Personal information
- Born: 8 October 2001 (age 24) Râmnicu Vâlcea, Romania

Chess career
- Country: Romania
- Title: Grandmaster (2016)
- FIDE rating: 2651 (July 2026)
- Peak rating: 2710 (September 2022)
- Ranking: No. 68 (July 2026)
- Peak ranking: No. 34 (September 2022)

= Bogdan-Daniel Deac =

Romanian chess grandmaster (born 2001)

Bogdan-Daniel Deac (born 8 October 2001) is a Romanian chess grandmaster. A chess prodigy, he earned his grandmaster title at the age of 14 years, 7 months and 27 days. Deac crossed the 2700 barrier for the first time in September 2022, when he reached his peak FIDE rating of 2710, placing him at World No. 34.

==Chess career==
Born in 2001, Deac earned his international master title in 2014 and his grandmaster title in 2016. He is the No. 1 ranked Romanian player as of September 2024. In March 2018, he competed in the European Individual Chess Championship. He placed ninety-fourth, scoring 6/11 (+4–3=4).

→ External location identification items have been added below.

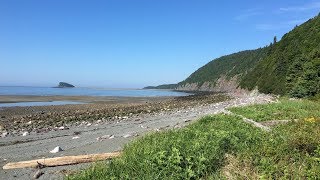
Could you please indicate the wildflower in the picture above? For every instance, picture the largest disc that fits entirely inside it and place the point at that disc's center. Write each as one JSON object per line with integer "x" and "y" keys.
{"x": 311, "y": 120}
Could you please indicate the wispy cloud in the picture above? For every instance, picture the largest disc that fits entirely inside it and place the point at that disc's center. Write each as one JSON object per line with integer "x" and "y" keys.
{"x": 304, "y": 7}
{"x": 281, "y": 25}
{"x": 248, "y": 14}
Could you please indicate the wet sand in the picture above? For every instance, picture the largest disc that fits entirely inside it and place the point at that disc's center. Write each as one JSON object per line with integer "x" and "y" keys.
{"x": 93, "y": 131}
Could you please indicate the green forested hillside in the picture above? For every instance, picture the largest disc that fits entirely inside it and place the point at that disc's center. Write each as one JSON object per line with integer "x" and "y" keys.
{"x": 288, "y": 67}
{"x": 235, "y": 64}
{"x": 293, "y": 65}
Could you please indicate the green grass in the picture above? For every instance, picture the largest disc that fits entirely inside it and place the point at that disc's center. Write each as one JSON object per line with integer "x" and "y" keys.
{"x": 221, "y": 147}
{"x": 284, "y": 110}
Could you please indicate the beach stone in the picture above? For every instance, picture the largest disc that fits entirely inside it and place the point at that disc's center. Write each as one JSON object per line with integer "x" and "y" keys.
{"x": 76, "y": 137}
{"x": 127, "y": 135}
{"x": 25, "y": 134}
{"x": 56, "y": 149}
{"x": 105, "y": 137}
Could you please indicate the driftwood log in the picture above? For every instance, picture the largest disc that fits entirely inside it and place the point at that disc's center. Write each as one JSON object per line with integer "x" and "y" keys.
{"x": 61, "y": 161}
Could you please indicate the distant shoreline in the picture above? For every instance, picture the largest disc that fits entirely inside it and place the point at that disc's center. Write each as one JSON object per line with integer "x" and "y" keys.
{"x": 85, "y": 99}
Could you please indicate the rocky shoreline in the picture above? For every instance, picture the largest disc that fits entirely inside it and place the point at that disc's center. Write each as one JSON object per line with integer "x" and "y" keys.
{"x": 98, "y": 135}
{"x": 19, "y": 121}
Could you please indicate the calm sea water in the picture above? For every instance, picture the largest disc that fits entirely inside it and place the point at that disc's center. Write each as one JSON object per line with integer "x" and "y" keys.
{"x": 47, "y": 91}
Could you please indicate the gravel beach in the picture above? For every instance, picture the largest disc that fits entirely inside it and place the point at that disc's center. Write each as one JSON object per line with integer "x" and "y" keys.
{"x": 102, "y": 125}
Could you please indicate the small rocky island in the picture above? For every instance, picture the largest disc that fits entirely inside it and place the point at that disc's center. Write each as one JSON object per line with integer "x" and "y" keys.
{"x": 65, "y": 85}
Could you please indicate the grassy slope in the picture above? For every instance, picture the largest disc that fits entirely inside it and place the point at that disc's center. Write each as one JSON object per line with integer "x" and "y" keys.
{"x": 223, "y": 146}
{"x": 285, "y": 110}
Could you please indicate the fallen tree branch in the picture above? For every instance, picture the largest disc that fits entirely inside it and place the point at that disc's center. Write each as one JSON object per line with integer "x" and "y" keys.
{"x": 61, "y": 161}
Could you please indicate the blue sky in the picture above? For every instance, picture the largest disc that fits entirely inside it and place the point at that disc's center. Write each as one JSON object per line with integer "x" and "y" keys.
{"x": 133, "y": 43}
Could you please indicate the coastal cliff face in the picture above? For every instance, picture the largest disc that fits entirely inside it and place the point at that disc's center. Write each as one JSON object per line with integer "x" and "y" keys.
{"x": 221, "y": 85}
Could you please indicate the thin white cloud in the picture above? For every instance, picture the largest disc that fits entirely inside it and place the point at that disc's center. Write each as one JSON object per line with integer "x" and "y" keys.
{"x": 305, "y": 7}
{"x": 277, "y": 26}
{"x": 248, "y": 14}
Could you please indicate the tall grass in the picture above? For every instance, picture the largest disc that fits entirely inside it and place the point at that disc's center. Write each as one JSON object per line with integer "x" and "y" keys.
{"x": 285, "y": 110}
{"x": 223, "y": 146}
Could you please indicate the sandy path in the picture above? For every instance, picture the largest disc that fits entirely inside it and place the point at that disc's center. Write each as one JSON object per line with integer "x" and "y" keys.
{"x": 36, "y": 146}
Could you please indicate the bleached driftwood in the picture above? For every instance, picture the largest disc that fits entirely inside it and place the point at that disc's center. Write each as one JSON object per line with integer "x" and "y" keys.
{"x": 61, "y": 161}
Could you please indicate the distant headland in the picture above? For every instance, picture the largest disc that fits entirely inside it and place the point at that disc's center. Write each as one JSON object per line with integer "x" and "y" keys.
{"x": 64, "y": 85}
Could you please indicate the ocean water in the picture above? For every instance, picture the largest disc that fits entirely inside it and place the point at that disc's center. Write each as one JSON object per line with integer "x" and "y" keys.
{"x": 48, "y": 91}
{"x": 49, "y": 103}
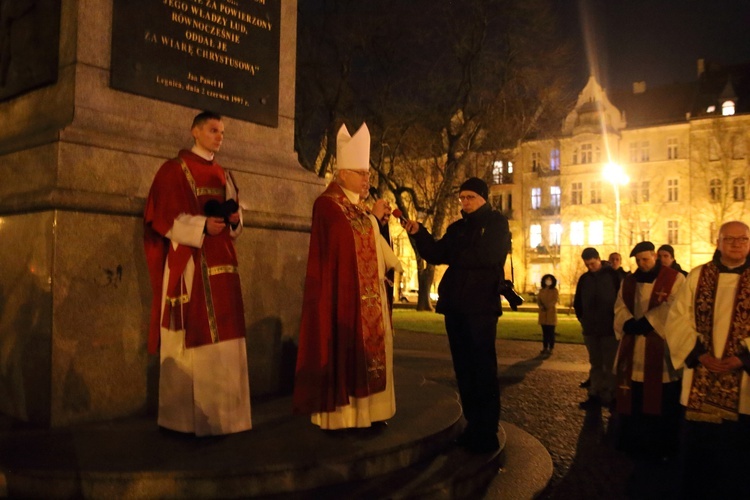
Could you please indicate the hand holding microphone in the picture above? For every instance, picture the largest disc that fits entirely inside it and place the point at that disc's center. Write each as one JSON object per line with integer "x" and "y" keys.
{"x": 411, "y": 226}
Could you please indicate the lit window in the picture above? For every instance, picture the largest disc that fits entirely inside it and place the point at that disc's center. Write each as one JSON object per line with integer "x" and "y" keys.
{"x": 738, "y": 147}
{"x": 497, "y": 172}
{"x": 713, "y": 149}
{"x": 645, "y": 193}
{"x": 738, "y": 188}
{"x": 536, "y": 198}
{"x": 576, "y": 233}
{"x": 554, "y": 159}
{"x": 673, "y": 232}
{"x": 673, "y": 190}
{"x": 586, "y": 153}
{"x": 497, "y": 202}
{"x": 596, "y": 232}
{"x": 555, "y": 234}
{"x": 672, "y": 148}
{"x": 576, "y": 193}
{"x": 633, "y": 148}
{"x": 714, "y": 189}
{"x": 536, "y": 161}
{"x": 645, "y": 231}
{"x": 554, "y": 196}
{"x": 596, "y": 192}
{"x": 535, "y": 235}
{"x": 645, "y": 151}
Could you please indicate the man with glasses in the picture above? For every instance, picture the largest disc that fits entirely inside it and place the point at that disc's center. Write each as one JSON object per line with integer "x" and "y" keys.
{"x": 708, "y": 333}
{"x": 474, "y": 248}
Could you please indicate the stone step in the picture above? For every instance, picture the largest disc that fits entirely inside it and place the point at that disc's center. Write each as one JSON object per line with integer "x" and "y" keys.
{"x": 284, "y": 456}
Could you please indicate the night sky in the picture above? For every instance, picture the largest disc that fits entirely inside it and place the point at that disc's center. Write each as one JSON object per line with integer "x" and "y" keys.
{"x": 657, "y": 41}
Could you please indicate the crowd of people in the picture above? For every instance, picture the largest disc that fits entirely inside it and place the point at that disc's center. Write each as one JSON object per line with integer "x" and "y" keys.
{"x": 668, "y": 349}
{"x": 669, "y": 357}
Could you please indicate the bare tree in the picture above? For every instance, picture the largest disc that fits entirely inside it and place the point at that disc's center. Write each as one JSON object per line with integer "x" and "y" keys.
{"x": 439, "y": 82}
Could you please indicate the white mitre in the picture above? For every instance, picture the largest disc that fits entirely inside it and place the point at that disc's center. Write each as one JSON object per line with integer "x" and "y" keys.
{"x": 353, "y": 152}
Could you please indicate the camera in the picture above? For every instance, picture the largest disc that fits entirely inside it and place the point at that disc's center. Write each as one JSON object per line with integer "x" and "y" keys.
{"x": 507, "y": 291}
{"x": 215, "y": 208}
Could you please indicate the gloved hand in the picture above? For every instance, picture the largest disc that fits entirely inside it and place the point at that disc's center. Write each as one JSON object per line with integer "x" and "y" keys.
{"x": 630, "y": 326}
{"x": 643, "y": 327}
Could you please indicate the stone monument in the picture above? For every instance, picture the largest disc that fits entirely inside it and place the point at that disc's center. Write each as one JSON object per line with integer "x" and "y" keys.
{"x": 94, "y": 96}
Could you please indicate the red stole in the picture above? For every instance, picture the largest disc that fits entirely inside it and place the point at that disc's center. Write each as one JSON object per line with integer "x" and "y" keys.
{"x": 715, "y": 396}
{"x": 342, "y": 335}
{"x": 654, "y": 359}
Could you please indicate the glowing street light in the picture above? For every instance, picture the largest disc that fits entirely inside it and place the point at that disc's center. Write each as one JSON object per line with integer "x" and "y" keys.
{"x": 617, "y": 177}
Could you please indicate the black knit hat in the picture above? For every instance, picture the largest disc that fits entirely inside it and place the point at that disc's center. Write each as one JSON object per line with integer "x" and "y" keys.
{"x": 643, "y": 246}
{"x": 476, "y": 185}
{"x": 667, "y": 248}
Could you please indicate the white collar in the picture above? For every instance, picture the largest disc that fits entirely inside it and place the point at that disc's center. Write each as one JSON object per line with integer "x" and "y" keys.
{"x": 353, "y": 197}
{"x": 203, "y": 153}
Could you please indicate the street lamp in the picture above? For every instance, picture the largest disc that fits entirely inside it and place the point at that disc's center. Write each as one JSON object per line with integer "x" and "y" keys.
{"x": 617, "y": 176}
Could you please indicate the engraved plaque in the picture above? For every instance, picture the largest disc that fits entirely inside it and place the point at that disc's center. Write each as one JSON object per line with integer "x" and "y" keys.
{"x": 29, "y": 45}
{"x": 220, "y": 55}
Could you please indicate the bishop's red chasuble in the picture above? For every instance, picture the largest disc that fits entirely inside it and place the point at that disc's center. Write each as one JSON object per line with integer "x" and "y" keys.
{"x": 342, "y": 334}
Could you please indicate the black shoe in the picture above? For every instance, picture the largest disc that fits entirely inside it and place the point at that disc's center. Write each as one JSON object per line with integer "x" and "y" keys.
{"x": 488, "y": 444}
{"x": 591, "y": 402}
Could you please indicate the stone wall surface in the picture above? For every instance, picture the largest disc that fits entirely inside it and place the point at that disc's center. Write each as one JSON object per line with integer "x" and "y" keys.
{"x": 77, "y": 160}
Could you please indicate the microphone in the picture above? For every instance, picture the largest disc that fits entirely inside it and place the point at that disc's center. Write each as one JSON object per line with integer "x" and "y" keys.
{"x": 399, "y": 215}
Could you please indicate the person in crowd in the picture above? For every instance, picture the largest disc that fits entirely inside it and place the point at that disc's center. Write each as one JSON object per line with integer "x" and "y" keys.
{"x": 344, "y": 375}
{"x": 474, "y": 248}
{"x": 615, "y": 260}
{"x": 191, "y": 220}
{"x": 594, "y": 302}
{"x": 648, "y": 386}
{"x": 666, "y": 257}
{"x": 547, "y": 299}
{"x": 707, "y": 333}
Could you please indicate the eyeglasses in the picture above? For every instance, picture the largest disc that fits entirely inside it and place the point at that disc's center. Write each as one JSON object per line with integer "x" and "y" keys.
{"x": 742, "y": 240}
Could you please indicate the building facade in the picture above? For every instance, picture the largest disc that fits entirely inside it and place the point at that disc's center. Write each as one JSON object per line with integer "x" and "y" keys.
{"x": 667, "y": 164}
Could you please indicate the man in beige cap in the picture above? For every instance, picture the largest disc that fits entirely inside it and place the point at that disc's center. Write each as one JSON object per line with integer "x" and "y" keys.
{"x": 344, "y": 375}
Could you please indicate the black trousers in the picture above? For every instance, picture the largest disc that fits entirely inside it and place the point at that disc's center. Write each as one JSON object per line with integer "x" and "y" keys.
{"x": 472, "y": 343}
{"x": 548, "y": 336}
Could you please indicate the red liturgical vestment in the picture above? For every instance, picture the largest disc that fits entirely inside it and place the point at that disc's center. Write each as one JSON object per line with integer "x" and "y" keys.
{"x": 197, "y": 320}
{"x": 344, "y": 331}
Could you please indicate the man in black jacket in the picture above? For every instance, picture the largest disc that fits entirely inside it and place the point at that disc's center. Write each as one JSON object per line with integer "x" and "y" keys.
{"x": 474, "y": 248}
{"x": 594, "y": 304}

He played in the Chess World Cup 2021, losing in the second round to Grigoriy Oparin after a walkover in the first, and in the Chess World Cup 2023, where he defeated Pablo Ismael Acosta in the second round before being eliminated by Nihal Sarin in the third round.

In 2024, he won the Reykjavik Open as clear first with a score of 7.5/9.